Claims provide no information about undiagnosed conditions, so interpretations must gauge the scope of missed cases. In one of the few studies of its kind, we estimated concordance between claims indicative of HIV and state HIV and AIDS registry information.57
We found sensitivity was generally high, but particularly so in groups that use services frequently. While we suspect that this is a good rule of thumb, further research on validity issues is needed.
A further significant limitation was dependence on the availability of additional data sources. We were fortunate to be able to rely on the publications by Tempalski and colleagues61
of their high-quality, carefully constructed estimates of MSA-level rates of HIV among IDUs. Had these not been available, impressions regarding links between MSA-level rates of HIV among IDUs and HIV among people with SMI could not have been explored empirically.

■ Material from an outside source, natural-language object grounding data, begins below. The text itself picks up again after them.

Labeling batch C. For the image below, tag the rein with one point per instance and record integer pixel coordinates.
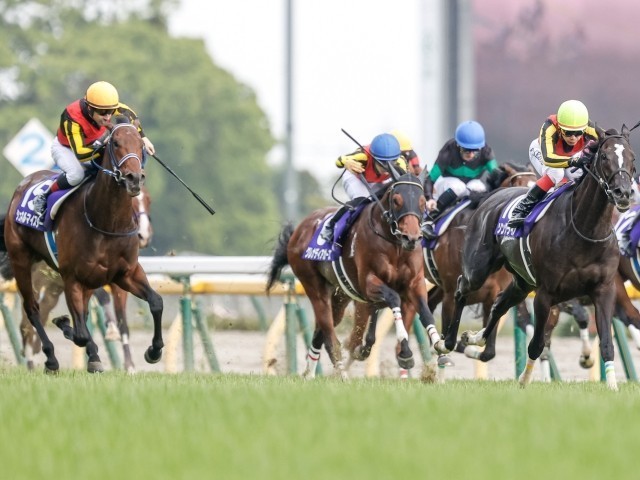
(604, 185)
(116, 173)
(390, 215)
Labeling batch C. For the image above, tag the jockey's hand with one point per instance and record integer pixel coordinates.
(352, 165)
(589, 151)
(102, 141)
(151, 150)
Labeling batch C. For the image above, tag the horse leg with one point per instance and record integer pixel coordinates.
(313, 354)
(365, 322)
(137, 284)
(23, 277)
(626, 311)
(515, 293)
(489, 351)
(78, 302)
(541, 309)
(581, 316)
(604, 300)
(119, 306)
(447, 313)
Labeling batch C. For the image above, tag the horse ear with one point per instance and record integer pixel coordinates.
(625, 131)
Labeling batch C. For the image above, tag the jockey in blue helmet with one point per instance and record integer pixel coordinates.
(457, 171)
(370, 164)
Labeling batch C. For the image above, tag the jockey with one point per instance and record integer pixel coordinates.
(409, 154)
(373, 162)
(457, 171)
(567, 139)
(82, 134)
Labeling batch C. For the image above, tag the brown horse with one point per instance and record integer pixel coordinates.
(570, 253)
(445, 263)
(48, 286)
(97, 244)
(380, 265)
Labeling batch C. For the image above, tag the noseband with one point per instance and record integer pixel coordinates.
(116, 173)
(409, 207)
(597, 173)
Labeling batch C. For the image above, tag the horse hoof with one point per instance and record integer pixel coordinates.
(445, 361)
(441, 347)
(406, 362)
(152, 356)
(586, 362)
(95, 367)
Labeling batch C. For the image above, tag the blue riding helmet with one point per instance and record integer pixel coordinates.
(470, 135)
(385, 148)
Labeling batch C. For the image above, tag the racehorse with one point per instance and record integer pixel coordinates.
(97, 244)
(380, 265)
(48, 286)
(571, 252)
(445, 262)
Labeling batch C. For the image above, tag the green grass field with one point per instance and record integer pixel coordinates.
(187, 426)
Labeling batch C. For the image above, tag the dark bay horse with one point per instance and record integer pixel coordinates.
(48, 286)
(443, 264)
(570, 253)
(381, 261)
(97, 245)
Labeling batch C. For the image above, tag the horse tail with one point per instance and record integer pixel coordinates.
(6, 271)
(279, 260)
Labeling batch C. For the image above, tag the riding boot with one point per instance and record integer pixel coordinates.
(520, 212)
(626, 248)
(445, 200)
(40, 201)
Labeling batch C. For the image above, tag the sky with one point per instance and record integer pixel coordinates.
(356, 67)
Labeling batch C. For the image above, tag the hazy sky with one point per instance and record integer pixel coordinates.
(356, 62)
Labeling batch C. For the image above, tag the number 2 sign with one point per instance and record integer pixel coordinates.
(30, 150)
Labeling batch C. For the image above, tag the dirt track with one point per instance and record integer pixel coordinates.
(243, 352)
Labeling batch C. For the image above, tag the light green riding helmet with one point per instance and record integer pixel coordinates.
(573, 115)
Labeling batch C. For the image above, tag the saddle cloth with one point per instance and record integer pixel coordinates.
(322, 251)
(538, 211)
(25, 214)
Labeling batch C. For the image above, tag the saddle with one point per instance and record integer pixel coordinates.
(322, 251)
(538, 211)
(25, 214)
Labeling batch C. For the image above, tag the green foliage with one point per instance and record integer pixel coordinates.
(253, 426)
(204, 124)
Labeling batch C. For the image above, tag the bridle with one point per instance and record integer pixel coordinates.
(115, 171)
(393, 217)
(598, 175)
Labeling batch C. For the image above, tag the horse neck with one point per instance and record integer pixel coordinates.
(591, 208)
(108, 205)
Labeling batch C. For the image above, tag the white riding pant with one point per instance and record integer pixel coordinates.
(67, 161)
(555, 174)
(460, 188)
(354, 187)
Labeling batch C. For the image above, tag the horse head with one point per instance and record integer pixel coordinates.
(406, 206)
(613, 166)
(123, 157)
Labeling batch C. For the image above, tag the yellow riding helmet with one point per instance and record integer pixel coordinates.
(102, 95)
(403, 140)
(573, 115)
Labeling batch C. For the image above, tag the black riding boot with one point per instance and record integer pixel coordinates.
(520, 212)
(327, 230)
(40, 201)
(445, 200)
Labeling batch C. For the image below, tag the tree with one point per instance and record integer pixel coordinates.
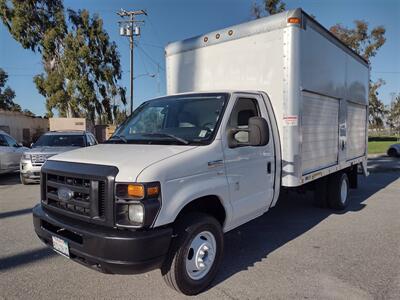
(359, 39)
(270, 7)
(81, 65)
(7, 95)
(393, 119)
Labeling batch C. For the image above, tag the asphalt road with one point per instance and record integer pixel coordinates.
(294, 251)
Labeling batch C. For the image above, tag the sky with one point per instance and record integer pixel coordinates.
(172, 20)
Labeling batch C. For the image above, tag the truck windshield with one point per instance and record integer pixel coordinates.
(60, 141)
(182, 120)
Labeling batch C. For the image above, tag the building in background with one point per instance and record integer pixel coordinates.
(25, 129)
(60, 124)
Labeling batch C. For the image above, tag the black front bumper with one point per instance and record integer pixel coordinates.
(105, 249)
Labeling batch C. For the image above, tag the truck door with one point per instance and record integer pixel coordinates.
(250, 170)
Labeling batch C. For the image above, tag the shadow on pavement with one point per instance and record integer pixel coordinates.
(25, 258)
(293, 215)
(14, 213)
(10, 179)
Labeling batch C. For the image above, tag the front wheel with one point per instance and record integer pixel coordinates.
(195, 254)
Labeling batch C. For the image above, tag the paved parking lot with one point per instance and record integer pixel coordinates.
(294, 251)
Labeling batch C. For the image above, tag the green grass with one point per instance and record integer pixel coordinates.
(379, 147)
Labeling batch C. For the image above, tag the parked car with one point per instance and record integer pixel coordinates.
(10, 153)
(394, 150)
(49, 144)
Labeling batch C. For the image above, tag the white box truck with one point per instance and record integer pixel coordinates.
(274, 103)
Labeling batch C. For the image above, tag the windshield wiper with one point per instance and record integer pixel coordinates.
(161, 134)
(118, 138)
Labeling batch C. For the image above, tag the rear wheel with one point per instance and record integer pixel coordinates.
(195, 254)
(392, 152)
(23, 180)
(338, 191)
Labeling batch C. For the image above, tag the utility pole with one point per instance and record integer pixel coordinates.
(130, 27)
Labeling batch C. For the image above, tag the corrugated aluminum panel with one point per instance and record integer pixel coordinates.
(319, 122)
(356, 124)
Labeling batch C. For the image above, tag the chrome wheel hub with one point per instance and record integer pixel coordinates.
(201, 255)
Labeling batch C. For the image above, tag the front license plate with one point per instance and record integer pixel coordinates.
(60, 246)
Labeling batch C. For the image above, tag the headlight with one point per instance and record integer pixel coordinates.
(26, 156)
(137, 204)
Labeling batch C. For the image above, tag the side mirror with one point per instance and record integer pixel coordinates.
(258, 131)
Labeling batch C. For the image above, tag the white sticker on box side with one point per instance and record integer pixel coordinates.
(290, 120)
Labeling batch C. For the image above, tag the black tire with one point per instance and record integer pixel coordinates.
(392, 152)
(174, 268)
(338, 198)
(23, 180)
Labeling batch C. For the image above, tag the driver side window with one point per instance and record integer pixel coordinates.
(244, 109)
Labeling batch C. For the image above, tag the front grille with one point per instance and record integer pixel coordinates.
(78, 195)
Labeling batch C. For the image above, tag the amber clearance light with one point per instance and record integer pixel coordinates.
(294, 20)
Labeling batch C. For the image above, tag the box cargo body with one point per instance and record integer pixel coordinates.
(318, 87)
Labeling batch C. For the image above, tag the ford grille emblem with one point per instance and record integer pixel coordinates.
(65, 194)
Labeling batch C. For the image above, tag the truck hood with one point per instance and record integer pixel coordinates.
(129, 159)
(49, 150)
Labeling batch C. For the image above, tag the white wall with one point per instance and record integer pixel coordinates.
(15, 122)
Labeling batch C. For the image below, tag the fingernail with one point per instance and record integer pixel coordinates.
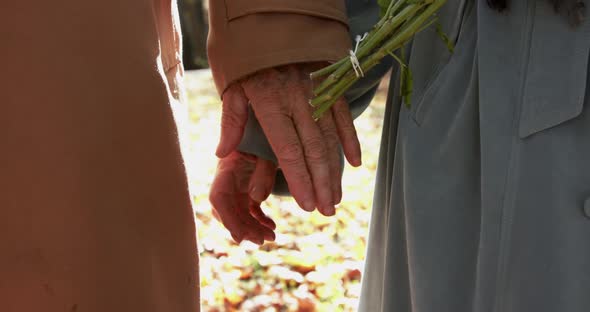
(220, 151)
(270, 237)
(257, 194)
(308, 205)
(330, 211)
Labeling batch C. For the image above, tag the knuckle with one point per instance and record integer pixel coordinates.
(315, 149)
(290, 152)
(230, 119)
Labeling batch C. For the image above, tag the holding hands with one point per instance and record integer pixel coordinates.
(308, 151)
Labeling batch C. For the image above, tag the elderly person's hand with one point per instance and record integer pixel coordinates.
(241, 183)
(307, 151)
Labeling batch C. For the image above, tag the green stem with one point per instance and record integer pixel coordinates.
(396, 41)
(381, 34)
(326, 105)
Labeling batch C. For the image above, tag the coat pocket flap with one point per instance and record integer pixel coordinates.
(331, 9)
(557, 74)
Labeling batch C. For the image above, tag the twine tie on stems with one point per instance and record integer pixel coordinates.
(356, 65)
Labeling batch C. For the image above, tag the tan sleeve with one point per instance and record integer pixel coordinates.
(246, 36)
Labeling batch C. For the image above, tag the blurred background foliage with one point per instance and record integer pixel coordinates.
(316, 263)
(193, 21)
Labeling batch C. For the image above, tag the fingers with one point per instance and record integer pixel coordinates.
(234, 116)
(330, 134)
(259, 215)
(315, 150)
(267, 96)
(262, 180)
(229, 197)
(347, 132)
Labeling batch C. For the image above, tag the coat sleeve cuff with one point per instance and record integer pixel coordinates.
(247, 36)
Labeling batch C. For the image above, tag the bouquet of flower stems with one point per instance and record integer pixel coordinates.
(400, 21)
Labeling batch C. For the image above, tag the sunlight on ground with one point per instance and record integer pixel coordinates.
(315, 263)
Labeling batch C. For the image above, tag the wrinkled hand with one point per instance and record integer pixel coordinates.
(241, 183)
(307, 151)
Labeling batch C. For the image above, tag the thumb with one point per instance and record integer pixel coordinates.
(234, 115)
(262, 180)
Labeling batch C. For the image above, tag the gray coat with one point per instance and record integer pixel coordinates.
(482, 200)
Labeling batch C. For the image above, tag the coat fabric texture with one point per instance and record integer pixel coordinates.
(482, 200)
(95, 213)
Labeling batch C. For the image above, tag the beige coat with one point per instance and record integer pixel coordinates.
(94, 209)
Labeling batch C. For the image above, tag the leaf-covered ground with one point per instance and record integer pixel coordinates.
(315, 263)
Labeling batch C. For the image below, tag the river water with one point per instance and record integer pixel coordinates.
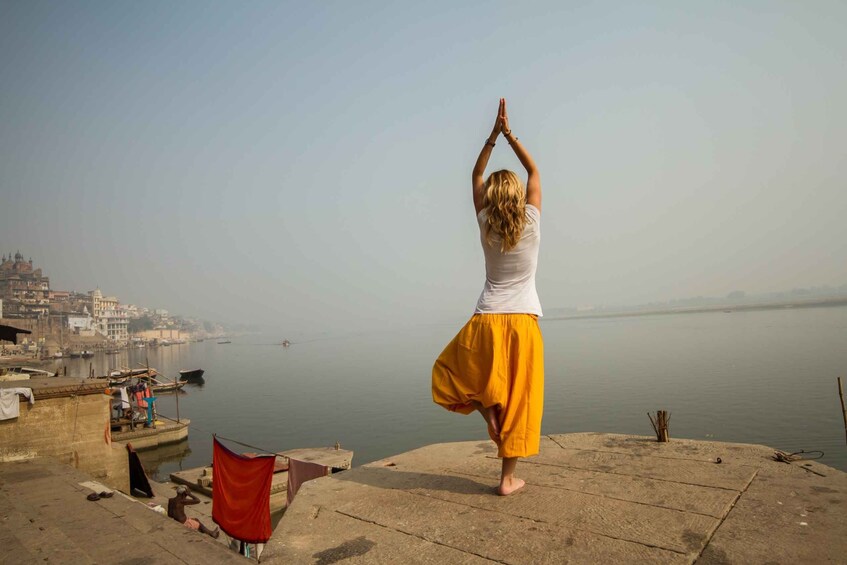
(764, 377)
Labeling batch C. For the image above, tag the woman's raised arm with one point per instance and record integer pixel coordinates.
(533, 180)
(478, 177)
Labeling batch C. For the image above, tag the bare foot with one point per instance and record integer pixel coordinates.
(510, 487)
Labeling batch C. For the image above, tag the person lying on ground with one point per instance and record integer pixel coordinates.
(176, 510)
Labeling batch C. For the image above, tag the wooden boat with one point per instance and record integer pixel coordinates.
(334, 458)
(191, 375)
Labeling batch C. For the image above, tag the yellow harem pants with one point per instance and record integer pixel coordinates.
(497, 359)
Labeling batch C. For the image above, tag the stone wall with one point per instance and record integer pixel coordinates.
(71, 429)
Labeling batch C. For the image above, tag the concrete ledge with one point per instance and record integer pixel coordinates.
(47, 518)
(590, 498)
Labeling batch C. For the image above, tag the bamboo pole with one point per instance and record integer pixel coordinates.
(176, 392)
(843, 410)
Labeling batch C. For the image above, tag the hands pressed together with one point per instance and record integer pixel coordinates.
(501, 124)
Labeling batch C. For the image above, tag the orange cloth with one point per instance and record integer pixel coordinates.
(497, 359)
(192, 524)
(241, 494)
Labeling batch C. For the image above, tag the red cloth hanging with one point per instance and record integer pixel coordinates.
(241, 494)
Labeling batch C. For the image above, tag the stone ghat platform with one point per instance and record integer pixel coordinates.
(589, 498)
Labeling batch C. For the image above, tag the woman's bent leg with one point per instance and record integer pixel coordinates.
(508, 482)
(491, 415)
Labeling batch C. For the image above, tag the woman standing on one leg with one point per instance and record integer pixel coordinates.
(495, 365)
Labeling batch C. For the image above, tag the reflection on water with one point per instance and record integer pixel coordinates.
(758, 377)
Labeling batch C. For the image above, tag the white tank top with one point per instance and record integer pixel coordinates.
(510, 277)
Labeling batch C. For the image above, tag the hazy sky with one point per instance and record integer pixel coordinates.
(307, 164)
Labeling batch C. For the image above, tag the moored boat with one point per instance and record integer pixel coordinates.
(159, 386)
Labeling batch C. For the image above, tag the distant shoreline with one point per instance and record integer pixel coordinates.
(729, 308)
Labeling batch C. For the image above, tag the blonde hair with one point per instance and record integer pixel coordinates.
(504, 202)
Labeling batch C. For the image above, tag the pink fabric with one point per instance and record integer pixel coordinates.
(241, 494)
(301, 471)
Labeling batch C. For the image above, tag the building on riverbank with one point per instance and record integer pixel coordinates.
(69, 422)
(25, 290)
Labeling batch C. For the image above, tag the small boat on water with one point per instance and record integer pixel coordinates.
(160, 386)
(191, 375)
(22, 373)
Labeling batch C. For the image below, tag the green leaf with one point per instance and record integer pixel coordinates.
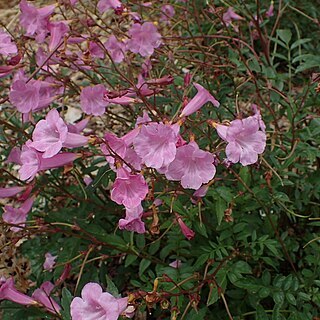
(242, 267)
(299, 43)
(278, 297)
(130, 258)
(111, 287)
(144, 264)
(220, 207)
(276, 312)
(260, 313)
(65, 304)
(291, 299)
(285, 35)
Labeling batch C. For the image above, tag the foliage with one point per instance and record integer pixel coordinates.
(255, 254)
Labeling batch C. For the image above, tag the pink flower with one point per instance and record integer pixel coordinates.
(7, 46)
(201, 98)
(49, 262)
(9, 292)
(192, 166)
(156, 145)
(129, 189)
(115, 147)
(95, 50)
(144, 38)
(25, 96)
(91, 100)
(35, 20)
(31, 95)
(132, 221)
(17, 216)
(167, 12)
(201, 192)
(144, 119)
(104, 5)
(187, 232)
(42, 295)
(95, 304)
(57, 31)
(115, 48)
(124, 100)
(51, 134)
(32, 161)
(79, 126)
(14, 156)
(10, 191)
(270, 12)
(245, 140)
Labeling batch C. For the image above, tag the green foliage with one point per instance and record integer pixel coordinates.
(256, 250)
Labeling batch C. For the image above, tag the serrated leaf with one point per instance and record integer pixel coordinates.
(260, 313)
(299, 43)
(291, 299)
(144, 264)
(130, 258)
(65, 303)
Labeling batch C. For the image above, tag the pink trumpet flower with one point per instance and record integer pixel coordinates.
(116, 49)
(33, 162)
(10, 191)
(17, 216)
(201, 98)
(156, 145)
(49, 262)
(270, 11)
(51, 134)
(57, 31)
(245, 140)
(191, 166)
(132, 221)
(187, 232)
(95, 304)
(42, 295)
(7, 46)
(129, 189)
(144, 38)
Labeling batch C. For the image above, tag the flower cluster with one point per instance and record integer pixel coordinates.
(159, 146)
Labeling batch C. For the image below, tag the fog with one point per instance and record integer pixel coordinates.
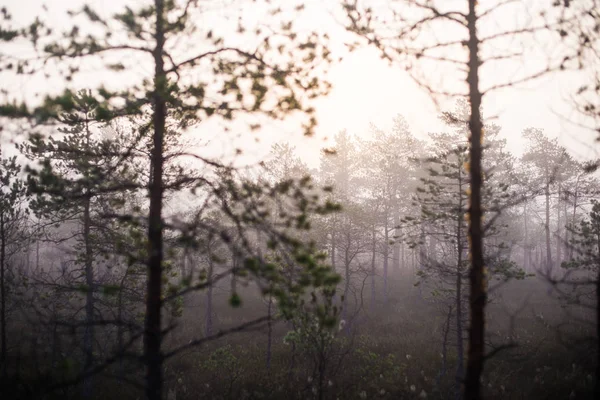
(268, 199)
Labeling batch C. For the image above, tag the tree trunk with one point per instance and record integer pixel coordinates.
(269, 334)
(459, 317)
(396, 255)
(208, 321)
(152, 333)
(386, 254)
(3, 345)
(373, 272)
(558, 230)
(333, 243)
(475, 357)
(88, 337)
(549, 263)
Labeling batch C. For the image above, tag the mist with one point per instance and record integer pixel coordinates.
(289, 199)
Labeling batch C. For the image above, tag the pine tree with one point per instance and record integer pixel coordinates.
(13, 236)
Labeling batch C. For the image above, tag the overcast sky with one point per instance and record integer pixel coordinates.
(367, 90)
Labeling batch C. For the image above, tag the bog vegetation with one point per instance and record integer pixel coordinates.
(138, 262)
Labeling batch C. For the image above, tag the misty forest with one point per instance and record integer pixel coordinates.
(183, 217)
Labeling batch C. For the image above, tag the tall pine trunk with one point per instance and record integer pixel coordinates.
(88, 338)
(549, 263)
(526, 249)
(3, 345)
(373, 272)
(386, 256)
(152, 333)
(459, 317)
(477, 298)
(396, 254)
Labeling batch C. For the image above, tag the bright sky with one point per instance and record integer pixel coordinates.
(367, 90)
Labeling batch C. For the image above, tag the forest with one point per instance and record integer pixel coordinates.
(147, 252)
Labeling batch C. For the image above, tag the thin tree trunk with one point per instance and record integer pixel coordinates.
(208, 322)
(549, 263)
(459, 317)
(476, 352)
(3, 347)
(396, 255)
(333, 243)
(152, 333)
(88, 338)
(386, 247)
(373, 272)
(526, 249)
(269, 334)
(558, 230)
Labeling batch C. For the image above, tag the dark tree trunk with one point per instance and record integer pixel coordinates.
(526, 247)
(477, 298)
(269, 334)
(396, 255)
(3, 345)
(558, 231)
(549, 263)
(209, 323)
(459, 316)
(88, 338)
(152, 333)
(386, 256)
(373, 272)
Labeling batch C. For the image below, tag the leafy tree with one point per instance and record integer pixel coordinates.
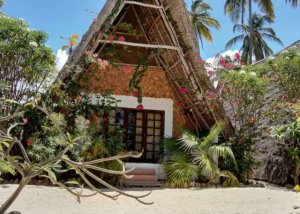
(260, 32)
(25, 61)
(202, 20)
(60, 161)
(237, 8)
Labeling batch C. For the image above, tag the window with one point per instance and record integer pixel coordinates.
(143, 130)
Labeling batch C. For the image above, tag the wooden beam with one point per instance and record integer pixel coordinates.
(143, 4)
(143, 45)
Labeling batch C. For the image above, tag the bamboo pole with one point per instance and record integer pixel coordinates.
(143, 45)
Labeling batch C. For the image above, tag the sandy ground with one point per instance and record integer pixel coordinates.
(53, 200)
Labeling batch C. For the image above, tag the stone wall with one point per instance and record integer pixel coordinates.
(154, 85)
(274, 163)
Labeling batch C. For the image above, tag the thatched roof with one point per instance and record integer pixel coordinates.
(166, 27)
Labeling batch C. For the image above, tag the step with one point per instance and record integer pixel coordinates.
(142, 172)
(141, 183)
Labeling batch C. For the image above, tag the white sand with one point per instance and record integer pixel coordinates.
(53, 200)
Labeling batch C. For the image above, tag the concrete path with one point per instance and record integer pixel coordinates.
(53, 200)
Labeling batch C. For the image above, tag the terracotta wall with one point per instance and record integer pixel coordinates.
(154, 85)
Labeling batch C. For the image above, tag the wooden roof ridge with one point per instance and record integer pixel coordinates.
(177, 36)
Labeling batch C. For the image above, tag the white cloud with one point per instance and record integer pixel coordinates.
(61, 59)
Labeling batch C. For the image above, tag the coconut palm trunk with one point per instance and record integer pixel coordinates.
(251, 33)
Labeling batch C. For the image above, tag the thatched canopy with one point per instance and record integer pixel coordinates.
(164, 29)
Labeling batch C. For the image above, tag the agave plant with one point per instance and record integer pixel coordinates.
(199, 158)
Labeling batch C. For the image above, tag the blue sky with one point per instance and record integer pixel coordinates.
(65, 17)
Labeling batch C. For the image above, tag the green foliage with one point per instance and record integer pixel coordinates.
(260, 33)
(25, 61)
(202, 21)
(242, 90)
(286, 67)
(191, 158)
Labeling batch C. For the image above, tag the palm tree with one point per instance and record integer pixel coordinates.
(260, 33)
(237, 8)
(293, 2)
(199, 157)
(202, 20)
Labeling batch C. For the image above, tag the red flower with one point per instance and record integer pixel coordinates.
(135, 94)
(25, 121)
(250, 120)
(127, 69)
(122, 39)
(183, 90)
(231, 66)
(96, 119)
(240, 141)
(29, 142)
(105, 119)
(210, 73)
(223, 63)
(79, 98)
(140, 107)
(111, 38)
(224, 90)
(201, 61)
(237, 56)
(212, 95)
(87, 122)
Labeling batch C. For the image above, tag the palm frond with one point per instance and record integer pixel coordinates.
(273, 38)
(223, 151)
(188, 140)
(180, 171)
(214, 133)
(206, 165)
(293, 2)
(267, 7)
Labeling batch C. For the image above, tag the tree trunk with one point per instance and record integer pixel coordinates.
(14, 196)
(250, 33)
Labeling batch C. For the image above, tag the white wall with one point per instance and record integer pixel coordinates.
(159, 104)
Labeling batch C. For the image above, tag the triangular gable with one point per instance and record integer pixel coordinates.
(165, 30)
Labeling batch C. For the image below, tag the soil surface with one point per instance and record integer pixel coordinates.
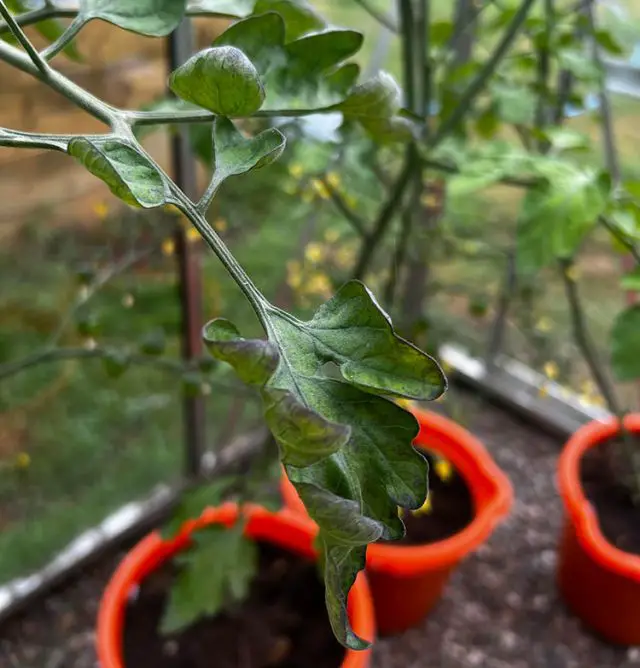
(451, 510)
(500, 610)
(618, 515)
(281, 624)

Our findings may also have implications for an expanded view of the role of research development and diffusion. To date, much research on HIV infection rates among people with SMI has been conducted in major medical centers in urban areas and has performed a vital sentinel function, calling the attention of local providers to the emerging, overlooked clinical and public health challenge of HIV among people with SMI, and spurring the development and diffusion of prevention-focused technologies to local communities. But improved understanding and effective response require strengthening the information and influence flow from multiple local communities to the research enterprise and developing community- and provider-based partnerships able to contextualize local disease risks.